Reveladora é a exceção aberta para Cuba na chamada Doutrina Monroe, um novo Tratado de Tordesilhas imaginário, declarado unilateralmente pelo presidente americano em 1823.
A “América para os americanos” defendida por Monroe deixou Cuba de fora, permitindo que mantivesse a ligação com a Espanha monárquica, que servia bem aos interesses dos donos de engenho do Sul.
A explicação é simples: os grandes proprietários cubanos preferiam a lealdade à distante e pouco atuante monarquia ibérica, que pouco se metia no intenso comércio com os Estados Unidos, do que a proximidade com os movimentos republicanos que já fervilhavam na região.
Não poucas vezes, o governo americano mandou às favas os escrúpulos republicanos e enviou tropas ou dinheiro para abafar os independentistas cubanos. Em 1889 (a data soa familiar aos brasileiros) aumentaram, porém, os movimentos pela independência de Cuba.
Em 1902, os Estados Unidos apoiaram a eleição do primeiro presidente da república cubana, Tomás Estrada Palma, que tinha cidadania americana e foi considerado títere dos americanos pelos rebeldes que tomariam o país em 1959.

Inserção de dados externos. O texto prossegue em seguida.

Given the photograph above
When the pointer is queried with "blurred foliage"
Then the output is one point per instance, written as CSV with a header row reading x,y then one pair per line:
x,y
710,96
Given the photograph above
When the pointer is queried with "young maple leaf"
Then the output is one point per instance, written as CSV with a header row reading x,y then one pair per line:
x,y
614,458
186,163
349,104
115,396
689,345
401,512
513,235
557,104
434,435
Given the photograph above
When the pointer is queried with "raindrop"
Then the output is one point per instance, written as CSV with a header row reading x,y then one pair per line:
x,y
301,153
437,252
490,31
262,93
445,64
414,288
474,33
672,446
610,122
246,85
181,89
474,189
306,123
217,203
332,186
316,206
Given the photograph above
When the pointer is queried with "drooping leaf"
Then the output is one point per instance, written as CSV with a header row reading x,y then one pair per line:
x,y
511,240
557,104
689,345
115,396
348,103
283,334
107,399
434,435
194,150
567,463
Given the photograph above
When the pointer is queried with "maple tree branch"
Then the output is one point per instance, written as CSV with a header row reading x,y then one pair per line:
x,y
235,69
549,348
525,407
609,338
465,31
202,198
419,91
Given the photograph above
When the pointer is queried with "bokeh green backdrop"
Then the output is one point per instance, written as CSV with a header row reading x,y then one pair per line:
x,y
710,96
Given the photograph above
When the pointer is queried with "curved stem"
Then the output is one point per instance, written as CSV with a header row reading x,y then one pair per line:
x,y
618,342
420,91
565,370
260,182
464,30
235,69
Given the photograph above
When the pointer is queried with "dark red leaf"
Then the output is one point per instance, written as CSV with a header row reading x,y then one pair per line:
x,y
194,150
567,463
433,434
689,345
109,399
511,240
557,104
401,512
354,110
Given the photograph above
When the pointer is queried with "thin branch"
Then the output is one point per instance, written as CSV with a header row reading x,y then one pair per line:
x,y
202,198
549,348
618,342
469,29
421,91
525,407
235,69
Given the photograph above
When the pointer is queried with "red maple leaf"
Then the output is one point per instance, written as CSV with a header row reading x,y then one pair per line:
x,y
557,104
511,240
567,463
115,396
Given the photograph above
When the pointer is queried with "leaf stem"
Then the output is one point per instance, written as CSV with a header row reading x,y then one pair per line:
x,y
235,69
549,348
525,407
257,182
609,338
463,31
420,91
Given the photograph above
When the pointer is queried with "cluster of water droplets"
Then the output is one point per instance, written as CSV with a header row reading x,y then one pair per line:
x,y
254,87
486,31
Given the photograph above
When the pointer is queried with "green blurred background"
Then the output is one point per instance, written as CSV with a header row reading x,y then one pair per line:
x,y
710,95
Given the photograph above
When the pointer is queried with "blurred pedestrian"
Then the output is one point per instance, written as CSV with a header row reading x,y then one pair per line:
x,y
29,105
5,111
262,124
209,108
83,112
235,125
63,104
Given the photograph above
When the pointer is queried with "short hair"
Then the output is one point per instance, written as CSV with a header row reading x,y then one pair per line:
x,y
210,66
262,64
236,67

O governo de Palma não demorou muito a se provar inviável. Em 1906, Ted Roosevelt, que já havia servido como voluntário na cavalaria americana contra os espanhóis em Cuba, em 1898, ordenou a segunda ocupação militar de Cuba.
A autora narra as revoltas cubanas e intervenções abertas ou veladas dos Estados Unidos ao longo da história até os anos Obama (2009-2017), que promoveu um breve período de distensão entre os dois países.
Não se deve esperar comportamento semelhante de Rubio.